Merve Kavakçı

Merve Kavakçı

Çocuklar nasıl bir dünya istiyor?

Uzun zamandır düşünüyorum, belki biz büyürken yaşlılarımızın konuşmalarına benzeteceğim sözlerimi ama biz de kaçınılmaz şekilde birileri için yaşlılar sınıfına girdiğimizden aslında çok da yadırganmaması gerektiğini düşünerek bunu yapacağım ve bizim zamanımızda diye başlayan cümleler kuracağım. Evet bizim zamanımızda, bilmem ama çocuklar böyle değildi. Gençler hiç böyle değildi. Serbest piyasa ekonomisi olduğu iddia edilen ve yaşadıkça, tecrübe ettikçe hiç de serbest olmadığı anlaşılan ekonomimiz bu denli kapitalizme dayandırılmıyordu. Dünya henüz bu kadar küreselleşmemiş, bu hız ve ivmede küçülmemişti. Cep telefonu “yurtdışı” kaynaklıydı, onsuz bir hayat bal gibi de hayattı ve yaşanabiliyordu. İnsanlar gittikleri yere çabuk çabuk gidiyor, vardıklarında buldukları telefona sarılıp, sağ salim vasıl oldum diyebiliyorlardı. Kimse de meraktan ölmüyor, bir dakika Facebook’a girmese, Twitter’i kolaçan etmese dünya yıkılmıyordu.

İnsan insana daha yakın, daha temasta, daha insan’dı. İnsani ilişkiler, ruhlara temas anlamına geliyordu. Üzerinde onlarca uygulama bulunan bir akıllı telefonun, metal, soğuk bir makinenin veremeyeceğini bir dokunuş, bir gülümseme, bir kaş çatış, dudak büküş verebiliyordu. Sözler, kelimeler de şimdiki gibi “şu kadar karakter”le sınırlanma kuralıyla beraber gelmiyor, insanlar aceleciliğe az ve öz kelimelerle iletişim yapmaya teşvik edilmiyordu. Onun içindir ki sarfedilen sözler şimdiki gibi keskin, şimdilerdeki gibi acıtıcı değildi.
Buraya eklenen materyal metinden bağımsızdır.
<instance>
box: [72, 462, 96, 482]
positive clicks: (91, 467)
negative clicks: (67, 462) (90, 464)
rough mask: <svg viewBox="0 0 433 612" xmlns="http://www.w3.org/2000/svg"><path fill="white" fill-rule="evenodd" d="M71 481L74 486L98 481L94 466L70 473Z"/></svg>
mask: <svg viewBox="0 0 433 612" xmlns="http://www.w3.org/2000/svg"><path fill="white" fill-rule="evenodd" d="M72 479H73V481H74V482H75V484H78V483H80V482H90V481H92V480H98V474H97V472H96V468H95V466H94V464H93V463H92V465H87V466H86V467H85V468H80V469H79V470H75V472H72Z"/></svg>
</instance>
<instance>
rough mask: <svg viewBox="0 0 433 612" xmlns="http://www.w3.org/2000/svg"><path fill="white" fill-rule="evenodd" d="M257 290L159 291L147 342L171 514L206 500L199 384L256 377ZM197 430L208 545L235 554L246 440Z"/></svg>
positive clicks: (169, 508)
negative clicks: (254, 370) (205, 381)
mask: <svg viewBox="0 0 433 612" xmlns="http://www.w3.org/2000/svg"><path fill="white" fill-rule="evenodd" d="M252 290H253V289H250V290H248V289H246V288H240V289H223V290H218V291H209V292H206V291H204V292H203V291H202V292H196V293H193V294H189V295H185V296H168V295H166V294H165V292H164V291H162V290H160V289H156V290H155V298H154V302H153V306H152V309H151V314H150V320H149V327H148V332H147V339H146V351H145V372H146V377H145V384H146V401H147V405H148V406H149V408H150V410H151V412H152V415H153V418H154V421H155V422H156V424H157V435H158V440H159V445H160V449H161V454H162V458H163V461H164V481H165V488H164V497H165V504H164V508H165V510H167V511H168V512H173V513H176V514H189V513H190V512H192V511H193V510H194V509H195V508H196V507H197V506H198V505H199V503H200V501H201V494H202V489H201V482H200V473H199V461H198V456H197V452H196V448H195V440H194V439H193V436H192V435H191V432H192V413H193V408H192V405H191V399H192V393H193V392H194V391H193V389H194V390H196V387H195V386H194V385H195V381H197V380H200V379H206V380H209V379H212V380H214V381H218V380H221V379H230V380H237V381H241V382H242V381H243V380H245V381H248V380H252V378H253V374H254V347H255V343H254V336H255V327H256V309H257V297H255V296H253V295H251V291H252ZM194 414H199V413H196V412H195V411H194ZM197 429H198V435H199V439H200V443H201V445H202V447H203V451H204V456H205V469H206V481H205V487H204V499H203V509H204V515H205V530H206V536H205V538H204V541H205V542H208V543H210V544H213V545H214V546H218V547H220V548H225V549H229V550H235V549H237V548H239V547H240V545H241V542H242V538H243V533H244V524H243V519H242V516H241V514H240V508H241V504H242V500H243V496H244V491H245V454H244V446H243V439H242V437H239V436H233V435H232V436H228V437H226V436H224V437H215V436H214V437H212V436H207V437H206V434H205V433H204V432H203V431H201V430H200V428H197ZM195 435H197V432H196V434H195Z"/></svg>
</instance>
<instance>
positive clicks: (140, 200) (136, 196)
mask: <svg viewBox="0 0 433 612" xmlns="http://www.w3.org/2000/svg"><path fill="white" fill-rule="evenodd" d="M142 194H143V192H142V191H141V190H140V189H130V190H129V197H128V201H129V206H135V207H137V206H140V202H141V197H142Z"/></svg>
Akıllı olduğu kadar da soğuk olan telefonlarda yazılanlara nazaran daha esnek, daha kucaklayıcıydı, bizatihi ağızdan dökülen sözler. Sesle gelen tonlama, bir sevinci de bir sitemi de içinde rahatlıkla barındırabilen konuşmalar, ekrana düşen ve metalik bir sesle geldiğini bildiren bir mesajdan çok daha fazlasını anlatıyordu.

Şimdi her şey değişti. Elimizdekiler, üstümüzdekiler, başımızdakiler, çantamızda taşıdıklarımız ve kafamızın içindekiler… Gözlerimizin gördüğü kadar, kulaklarımızın işittikleri de değişti. Dilimiz de din’imiz de değişti. Ehem kadar mühimlerimiz de.

Çocuklar idealizmden uzak, amaçsız, canları hiç bir şey yapmak istememekle geçiriyor ömürlerini. Çünkü her şeyleri var. Çünkü hiçbir şeyleri yok. Her şeyin hiçbir şey olmadığını idrak edemeyecek kadar da olgunluktan uzaklar. Zorluklar, aşılması gereken engeller, yıkılması gereken tabular eskiden insanları körükler, birlik ve beraberliğe iter, biraz daha fazlasını, istemeye, başarmaya, gayret etmeye, teşvik ederdi. Bugün bunlardan da eser kalmadı.

Geçen gün kendine ideal arayan bir gençle bir başkasının diyaloğuna şahit olurken buldum kendimi. “Ne yapabilirim?” “olmalı, bir şey olmalı, düşününce, içinde heyecan uyandıracak bir şey mutlaka olmalı” “hayır, yok, düşünüyorum, hayır, hiçbir şey yok.”